Amanece en Gulshan 2

Aquella noche hubo un pequeño terremoto en Bangladesh. De 5,2. Dormíamos en una cama de aspecto japonés, lo cual no dejaba de ser paradójico, porque los japoneses duermen en el suelo, pero los adornos y las maderas oscuras con que estaba hecha recordaban a todo ese universo que tan bien cuenta Junichiro Tanizaki en El elogio de la sombra.

Mi mujer me despertó moviéndome el hombro:
– ¡Creo que ha habido un terremoto! – me dijo con cara de preocupación.

Me levanté adormilado, fui al salón y, efectivamente, los ventiladores que colgaban del techo se mecían suavemente de un lado a otro.

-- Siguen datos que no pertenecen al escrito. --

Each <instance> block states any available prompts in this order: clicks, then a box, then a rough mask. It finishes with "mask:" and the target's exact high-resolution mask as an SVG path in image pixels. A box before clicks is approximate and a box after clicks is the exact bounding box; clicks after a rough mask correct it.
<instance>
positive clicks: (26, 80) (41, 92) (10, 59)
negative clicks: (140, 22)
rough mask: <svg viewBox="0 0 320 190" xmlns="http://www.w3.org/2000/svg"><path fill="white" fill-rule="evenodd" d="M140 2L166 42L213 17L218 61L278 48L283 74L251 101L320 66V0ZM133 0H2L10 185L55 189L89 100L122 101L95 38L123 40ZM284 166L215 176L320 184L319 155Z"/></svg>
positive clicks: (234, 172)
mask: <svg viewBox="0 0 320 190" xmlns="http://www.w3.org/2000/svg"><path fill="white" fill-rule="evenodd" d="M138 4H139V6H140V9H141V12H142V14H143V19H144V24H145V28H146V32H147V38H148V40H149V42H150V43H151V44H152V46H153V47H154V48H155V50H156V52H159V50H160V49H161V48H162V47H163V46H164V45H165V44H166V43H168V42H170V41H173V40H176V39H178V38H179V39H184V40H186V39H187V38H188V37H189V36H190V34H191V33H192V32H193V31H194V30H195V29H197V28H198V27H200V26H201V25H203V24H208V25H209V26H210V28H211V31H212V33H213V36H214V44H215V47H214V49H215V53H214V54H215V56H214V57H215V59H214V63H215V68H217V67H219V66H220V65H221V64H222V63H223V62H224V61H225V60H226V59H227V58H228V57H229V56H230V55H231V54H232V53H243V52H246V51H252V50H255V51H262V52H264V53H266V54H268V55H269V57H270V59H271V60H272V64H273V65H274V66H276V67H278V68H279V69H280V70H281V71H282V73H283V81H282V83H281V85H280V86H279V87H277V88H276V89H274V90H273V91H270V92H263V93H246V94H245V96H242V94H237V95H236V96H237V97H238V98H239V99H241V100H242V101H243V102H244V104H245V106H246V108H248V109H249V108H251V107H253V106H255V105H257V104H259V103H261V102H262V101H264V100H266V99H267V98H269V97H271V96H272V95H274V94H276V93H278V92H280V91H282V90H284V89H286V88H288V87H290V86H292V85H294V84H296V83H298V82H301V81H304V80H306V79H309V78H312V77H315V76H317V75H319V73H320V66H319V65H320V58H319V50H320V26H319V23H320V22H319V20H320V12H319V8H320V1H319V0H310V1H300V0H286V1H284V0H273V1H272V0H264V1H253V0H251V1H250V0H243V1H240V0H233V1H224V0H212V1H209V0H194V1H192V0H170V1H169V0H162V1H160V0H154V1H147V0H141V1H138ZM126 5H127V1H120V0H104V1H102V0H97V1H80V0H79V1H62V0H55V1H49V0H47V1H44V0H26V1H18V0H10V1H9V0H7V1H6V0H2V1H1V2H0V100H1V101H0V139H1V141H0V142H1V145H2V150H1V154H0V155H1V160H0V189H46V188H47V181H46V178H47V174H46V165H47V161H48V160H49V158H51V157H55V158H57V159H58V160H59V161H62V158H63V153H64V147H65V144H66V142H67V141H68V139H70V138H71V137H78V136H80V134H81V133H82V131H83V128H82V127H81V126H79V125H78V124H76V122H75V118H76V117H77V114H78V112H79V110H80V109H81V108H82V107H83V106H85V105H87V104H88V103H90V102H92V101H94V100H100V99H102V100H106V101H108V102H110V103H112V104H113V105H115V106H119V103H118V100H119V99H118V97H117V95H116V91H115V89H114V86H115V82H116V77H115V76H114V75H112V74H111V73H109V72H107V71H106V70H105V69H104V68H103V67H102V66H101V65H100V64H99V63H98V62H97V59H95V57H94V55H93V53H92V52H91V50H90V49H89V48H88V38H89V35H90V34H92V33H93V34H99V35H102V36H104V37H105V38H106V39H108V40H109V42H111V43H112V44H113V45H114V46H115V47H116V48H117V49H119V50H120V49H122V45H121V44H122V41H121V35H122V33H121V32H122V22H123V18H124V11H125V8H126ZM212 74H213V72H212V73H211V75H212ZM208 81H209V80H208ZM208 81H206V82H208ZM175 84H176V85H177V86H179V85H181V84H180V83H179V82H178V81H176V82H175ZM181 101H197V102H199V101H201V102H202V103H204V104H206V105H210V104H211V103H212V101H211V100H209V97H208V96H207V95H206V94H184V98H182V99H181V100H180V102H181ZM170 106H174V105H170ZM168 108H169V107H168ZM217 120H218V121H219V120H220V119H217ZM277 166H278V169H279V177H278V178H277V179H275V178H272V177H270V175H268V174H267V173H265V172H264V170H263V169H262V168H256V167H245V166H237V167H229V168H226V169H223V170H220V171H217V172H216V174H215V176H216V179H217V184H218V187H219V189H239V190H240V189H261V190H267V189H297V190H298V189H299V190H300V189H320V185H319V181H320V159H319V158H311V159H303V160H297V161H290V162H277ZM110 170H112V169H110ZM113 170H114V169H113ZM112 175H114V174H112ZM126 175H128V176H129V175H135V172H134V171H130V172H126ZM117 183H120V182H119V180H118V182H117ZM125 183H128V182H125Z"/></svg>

– No creo que vaya a haber otro – le dije. Y seguimos durmiendo.

A las seis menos cuarto, el muecín de la mezquita Azad, que estaba apenas a doscientos metros del balcón abierto de nuestra habitación, comenzaba el canto plañidero avisando del segundo rezo del día, el del amanecer.

Como cortinas utilizábamos unas telas transparentes de sari verde que hacían que todo se tiñera de ese color a medida que amanecía.

Me quedé boca arriba en la cama, mirándome la punta de los pies, mientras el canto continuaba. En las esquinas de la habitación teníamos unos troncos bajos, lijados y barnizados, en cuyas ramas cortas habían colocado unos cocos vacíos que hacían de macetas para varias plantas. Las cortinas se movían de vez en cuando con el aire que entraba por el balcón.

Estaba muy contento de estar allí. Unos meses antes, todavía en España, llamé al buzón de voz de Siglo XXI y dije:

– Aquí os quedáis en esta olla a presión, yo mañana me largo a Bangladesh, donde vive la gente más feliz del mundo.

Después me arrepentí de haber dejado aquel mensaje, porque era como abandonar a los pasajeros de un naufragio con una sonrisa cruel. Lo hice por rabia, por la rabia de vivir en un país en el que si eres músico, o escritor, o pintor sencillamente no puedes vivir de eso y si lo que haces es cualquier otro oficio, entonces puedes malvivir, sobrevivir.

Desde la calle subían ya los sonidos de los timbres de los rickshaws y los cláxones de los coches, que se convierten en un atasco permanente en sólo unos minutos. Yo era casi un recién llegado, todavía no sabía que aprendería a hablar bangla, a ser uno de ellos, a mover el cuello hacia un lado para decir vale, que me casaría allí. No conocía ni el Ramadán, ni el monzón, ni por qué la bandera del país es un círculo rojo sobre un fondo verde.

Me senté en la cama baja, con los pies en el suelo, durante un minuto más. Tampoco sabía que aún me quedaban cuatro terremotos más por vivir.